As far as a world organization, do you think there is a uniform world agreement about what human decency constitutes? What about our belief in capital punishment--would that have to go? (And ith it our incredible penchant for locking people up -- we have one of the highest per capita prison populations in the world.)

In order to have legitimacy, it would have to be accepted by the world. Presumably it would be run by a representative governing body. How would this body be constituted? The democratic way would be by population, but then Asia controls the organization and their definition of human decency prevails. As in the U.N., one nation one vote? Should Lichenstein have the same power as the U.S.? (And why not, if there is truly a standard of decency which all the world agrees with?) By economic power or military power? Would such a structure have legitimacy in the eyes of most of the world?

Then, as noted, there is the issue of what is human decency and what are atrocities. I think you are assuming that the world would basically agree with your understanding of human decency and what constitutes an atrocity. But I question that.

And how serious would some event or circumstance have to be to trigger a response from this body?

Was Ruby Ridge an atrocity in the eyes of the third world? Waco? As noted above, the whole U.S. penal system?
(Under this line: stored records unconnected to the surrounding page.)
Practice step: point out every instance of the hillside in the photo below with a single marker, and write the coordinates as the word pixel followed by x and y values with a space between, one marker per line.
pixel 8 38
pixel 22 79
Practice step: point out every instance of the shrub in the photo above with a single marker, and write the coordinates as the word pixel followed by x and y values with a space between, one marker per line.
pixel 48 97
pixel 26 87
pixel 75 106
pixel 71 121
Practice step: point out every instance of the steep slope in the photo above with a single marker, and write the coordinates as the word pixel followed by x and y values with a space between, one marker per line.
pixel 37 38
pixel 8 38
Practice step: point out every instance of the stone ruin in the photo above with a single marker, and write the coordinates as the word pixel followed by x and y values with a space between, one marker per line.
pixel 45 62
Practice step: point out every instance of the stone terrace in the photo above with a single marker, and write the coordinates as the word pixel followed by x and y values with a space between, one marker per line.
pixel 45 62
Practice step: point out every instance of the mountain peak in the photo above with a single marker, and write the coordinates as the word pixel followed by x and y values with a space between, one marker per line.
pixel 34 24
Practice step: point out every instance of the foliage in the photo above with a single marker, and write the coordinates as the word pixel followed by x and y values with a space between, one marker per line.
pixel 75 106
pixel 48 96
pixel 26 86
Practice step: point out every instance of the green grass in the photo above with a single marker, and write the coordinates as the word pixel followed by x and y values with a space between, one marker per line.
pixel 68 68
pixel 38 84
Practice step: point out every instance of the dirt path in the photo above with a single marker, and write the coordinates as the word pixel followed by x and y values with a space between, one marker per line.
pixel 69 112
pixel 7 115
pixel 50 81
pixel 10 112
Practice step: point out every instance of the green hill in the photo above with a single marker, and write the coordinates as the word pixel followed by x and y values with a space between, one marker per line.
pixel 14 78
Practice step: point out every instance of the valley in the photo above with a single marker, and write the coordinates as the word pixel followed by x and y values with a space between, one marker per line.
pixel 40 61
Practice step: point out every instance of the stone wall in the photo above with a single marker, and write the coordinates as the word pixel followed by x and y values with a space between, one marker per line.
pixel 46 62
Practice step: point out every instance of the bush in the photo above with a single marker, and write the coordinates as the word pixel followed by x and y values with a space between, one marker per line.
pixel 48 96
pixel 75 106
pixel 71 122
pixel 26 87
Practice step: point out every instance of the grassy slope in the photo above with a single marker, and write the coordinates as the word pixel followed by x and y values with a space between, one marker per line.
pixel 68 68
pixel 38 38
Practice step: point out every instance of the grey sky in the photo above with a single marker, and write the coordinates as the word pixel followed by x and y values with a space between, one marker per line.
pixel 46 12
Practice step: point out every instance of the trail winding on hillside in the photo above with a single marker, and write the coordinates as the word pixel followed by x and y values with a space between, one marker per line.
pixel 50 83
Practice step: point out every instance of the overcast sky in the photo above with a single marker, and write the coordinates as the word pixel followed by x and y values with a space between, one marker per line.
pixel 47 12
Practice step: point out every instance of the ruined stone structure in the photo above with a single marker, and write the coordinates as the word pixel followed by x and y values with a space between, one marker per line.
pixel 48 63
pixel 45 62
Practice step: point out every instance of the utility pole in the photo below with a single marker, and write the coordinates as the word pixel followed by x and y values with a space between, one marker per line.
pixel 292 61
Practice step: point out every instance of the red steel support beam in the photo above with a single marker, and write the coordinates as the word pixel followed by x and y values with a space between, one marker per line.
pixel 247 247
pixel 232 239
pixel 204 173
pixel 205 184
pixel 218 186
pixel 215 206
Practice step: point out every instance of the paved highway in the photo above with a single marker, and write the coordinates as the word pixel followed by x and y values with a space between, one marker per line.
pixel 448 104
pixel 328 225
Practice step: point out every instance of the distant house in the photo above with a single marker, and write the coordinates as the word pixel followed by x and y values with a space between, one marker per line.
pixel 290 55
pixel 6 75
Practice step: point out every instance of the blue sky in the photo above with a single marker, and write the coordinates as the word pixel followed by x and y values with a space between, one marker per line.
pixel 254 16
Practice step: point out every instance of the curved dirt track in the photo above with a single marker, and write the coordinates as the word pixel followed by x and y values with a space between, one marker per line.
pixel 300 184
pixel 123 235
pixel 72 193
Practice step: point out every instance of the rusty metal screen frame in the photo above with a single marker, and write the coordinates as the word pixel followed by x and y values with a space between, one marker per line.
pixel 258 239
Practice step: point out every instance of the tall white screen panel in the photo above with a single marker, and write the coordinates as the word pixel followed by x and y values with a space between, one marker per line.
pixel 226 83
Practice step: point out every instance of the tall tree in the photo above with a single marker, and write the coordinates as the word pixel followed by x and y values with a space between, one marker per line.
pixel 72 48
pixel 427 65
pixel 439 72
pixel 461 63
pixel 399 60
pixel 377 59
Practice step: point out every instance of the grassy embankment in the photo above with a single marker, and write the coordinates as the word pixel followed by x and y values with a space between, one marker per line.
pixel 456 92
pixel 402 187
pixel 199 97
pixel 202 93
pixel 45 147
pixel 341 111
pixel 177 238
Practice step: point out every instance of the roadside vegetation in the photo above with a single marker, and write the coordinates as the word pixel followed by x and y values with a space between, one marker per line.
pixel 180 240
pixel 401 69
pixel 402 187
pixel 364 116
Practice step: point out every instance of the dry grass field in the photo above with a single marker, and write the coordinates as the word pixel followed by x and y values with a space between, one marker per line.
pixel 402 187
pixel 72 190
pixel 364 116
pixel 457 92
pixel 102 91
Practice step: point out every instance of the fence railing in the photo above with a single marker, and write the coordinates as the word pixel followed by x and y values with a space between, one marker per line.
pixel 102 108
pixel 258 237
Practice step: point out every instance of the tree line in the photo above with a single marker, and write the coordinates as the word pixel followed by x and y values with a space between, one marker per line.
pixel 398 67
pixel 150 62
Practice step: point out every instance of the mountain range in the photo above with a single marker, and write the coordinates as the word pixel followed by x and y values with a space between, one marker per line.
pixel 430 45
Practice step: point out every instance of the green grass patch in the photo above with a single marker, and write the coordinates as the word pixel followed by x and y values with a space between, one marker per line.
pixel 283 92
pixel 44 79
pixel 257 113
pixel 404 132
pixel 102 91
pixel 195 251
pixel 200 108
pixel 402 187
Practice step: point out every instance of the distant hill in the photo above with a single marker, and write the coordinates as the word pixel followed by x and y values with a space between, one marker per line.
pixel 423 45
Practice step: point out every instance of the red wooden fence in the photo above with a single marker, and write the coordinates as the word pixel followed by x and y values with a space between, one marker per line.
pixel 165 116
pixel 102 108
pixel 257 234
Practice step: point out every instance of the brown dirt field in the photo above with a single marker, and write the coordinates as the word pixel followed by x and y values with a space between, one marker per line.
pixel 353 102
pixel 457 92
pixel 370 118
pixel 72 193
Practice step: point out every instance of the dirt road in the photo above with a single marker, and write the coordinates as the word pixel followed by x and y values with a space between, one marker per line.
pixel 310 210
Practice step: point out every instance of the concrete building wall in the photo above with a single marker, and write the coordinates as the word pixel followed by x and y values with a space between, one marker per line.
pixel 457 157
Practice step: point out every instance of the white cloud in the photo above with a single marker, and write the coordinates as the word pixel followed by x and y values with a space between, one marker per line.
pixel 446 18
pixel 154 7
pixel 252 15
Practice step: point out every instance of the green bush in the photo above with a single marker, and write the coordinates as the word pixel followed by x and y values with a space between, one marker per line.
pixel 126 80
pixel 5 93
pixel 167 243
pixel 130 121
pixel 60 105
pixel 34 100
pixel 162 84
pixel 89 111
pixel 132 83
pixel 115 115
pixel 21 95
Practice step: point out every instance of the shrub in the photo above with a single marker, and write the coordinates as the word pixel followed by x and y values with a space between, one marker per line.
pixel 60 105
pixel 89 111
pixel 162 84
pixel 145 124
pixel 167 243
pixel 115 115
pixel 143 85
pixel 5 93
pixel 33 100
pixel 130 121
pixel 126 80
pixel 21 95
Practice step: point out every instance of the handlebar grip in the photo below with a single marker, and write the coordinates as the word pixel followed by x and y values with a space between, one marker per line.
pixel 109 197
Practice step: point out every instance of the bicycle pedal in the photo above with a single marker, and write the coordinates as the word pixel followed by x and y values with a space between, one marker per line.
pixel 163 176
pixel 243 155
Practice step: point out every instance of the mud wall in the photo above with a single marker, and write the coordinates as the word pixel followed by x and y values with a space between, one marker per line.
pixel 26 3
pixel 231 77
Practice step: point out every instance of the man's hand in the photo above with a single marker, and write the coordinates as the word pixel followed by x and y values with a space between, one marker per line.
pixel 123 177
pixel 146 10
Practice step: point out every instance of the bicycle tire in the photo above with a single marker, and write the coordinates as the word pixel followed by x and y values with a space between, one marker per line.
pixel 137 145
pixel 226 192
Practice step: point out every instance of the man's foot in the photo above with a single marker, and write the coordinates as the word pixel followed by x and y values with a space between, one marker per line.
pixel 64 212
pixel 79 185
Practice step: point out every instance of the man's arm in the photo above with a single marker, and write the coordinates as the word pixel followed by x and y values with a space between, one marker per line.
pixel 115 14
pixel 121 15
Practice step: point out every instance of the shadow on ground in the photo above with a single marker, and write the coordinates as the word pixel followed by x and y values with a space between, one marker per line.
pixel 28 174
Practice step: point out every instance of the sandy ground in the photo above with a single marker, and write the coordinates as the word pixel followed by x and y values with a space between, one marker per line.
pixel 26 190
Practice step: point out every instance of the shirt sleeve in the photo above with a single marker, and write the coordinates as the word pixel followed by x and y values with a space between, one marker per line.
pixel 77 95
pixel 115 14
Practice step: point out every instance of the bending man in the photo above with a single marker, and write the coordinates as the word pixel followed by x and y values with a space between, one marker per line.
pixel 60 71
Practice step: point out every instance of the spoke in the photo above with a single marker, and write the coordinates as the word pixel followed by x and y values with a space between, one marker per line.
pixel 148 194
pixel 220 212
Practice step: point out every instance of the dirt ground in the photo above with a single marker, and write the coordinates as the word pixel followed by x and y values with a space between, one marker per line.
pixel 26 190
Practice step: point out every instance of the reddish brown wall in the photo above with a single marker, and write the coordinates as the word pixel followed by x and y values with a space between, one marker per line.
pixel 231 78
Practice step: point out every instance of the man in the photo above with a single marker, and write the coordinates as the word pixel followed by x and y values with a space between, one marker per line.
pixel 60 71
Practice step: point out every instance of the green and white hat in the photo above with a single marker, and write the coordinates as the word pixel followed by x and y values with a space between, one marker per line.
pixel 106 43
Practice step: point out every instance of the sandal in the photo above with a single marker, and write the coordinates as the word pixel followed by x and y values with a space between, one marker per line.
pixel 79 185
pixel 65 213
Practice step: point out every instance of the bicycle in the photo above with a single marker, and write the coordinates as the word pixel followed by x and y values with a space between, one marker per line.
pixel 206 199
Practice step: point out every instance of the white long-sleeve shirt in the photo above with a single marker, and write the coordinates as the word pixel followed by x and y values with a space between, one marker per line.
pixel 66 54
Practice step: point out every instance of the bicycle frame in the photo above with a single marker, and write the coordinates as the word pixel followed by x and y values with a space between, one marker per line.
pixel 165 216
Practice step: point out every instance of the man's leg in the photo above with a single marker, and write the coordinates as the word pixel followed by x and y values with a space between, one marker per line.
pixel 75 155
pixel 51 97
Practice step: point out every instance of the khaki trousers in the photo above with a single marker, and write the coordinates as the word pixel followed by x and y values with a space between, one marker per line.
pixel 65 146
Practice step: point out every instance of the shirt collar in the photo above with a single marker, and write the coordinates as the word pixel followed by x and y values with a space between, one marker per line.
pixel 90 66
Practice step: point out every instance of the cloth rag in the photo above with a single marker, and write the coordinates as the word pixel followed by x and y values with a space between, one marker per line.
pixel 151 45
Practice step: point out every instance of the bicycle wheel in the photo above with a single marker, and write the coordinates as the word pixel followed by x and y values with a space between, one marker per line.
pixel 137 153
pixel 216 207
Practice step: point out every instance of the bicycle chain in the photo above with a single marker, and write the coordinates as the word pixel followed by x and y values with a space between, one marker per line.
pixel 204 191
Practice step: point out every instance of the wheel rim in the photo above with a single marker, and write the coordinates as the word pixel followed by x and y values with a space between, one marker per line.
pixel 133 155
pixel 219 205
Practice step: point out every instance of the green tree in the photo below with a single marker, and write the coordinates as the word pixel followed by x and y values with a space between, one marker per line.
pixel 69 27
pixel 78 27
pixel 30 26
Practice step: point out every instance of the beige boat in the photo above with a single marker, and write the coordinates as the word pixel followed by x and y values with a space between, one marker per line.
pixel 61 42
Perhaps more seriously, is our legalized abortion, in which the government permits (and in some cases pays for) what much of the world views as the killing of hundreds or thousands of totally innocent lives, a human atrocity? If abortion kills more people than died in the killing fields of Cambodia, should the U.S. be bombed until it declares abortion illegal again? Lots of people in lots of countries might well say so.

We would view depriving women of what we consider basic equal human rights a violation of human decency. But a large number of counties think we're out of our minds.

I read an interview with Bin Laden in Time or Newsweek six months or so ago, and it was VERY enlightening. I had not realized how incredibly different views of basic human rights could be. He would basically view any U.S. military presence outside of its own borders as aggression and a violation of human rights.

Perhaps there can, indeed, be agreement on basic code of conduct which is so horrible that it justifies a global military response. But I think it will look very different from what you or I would envision.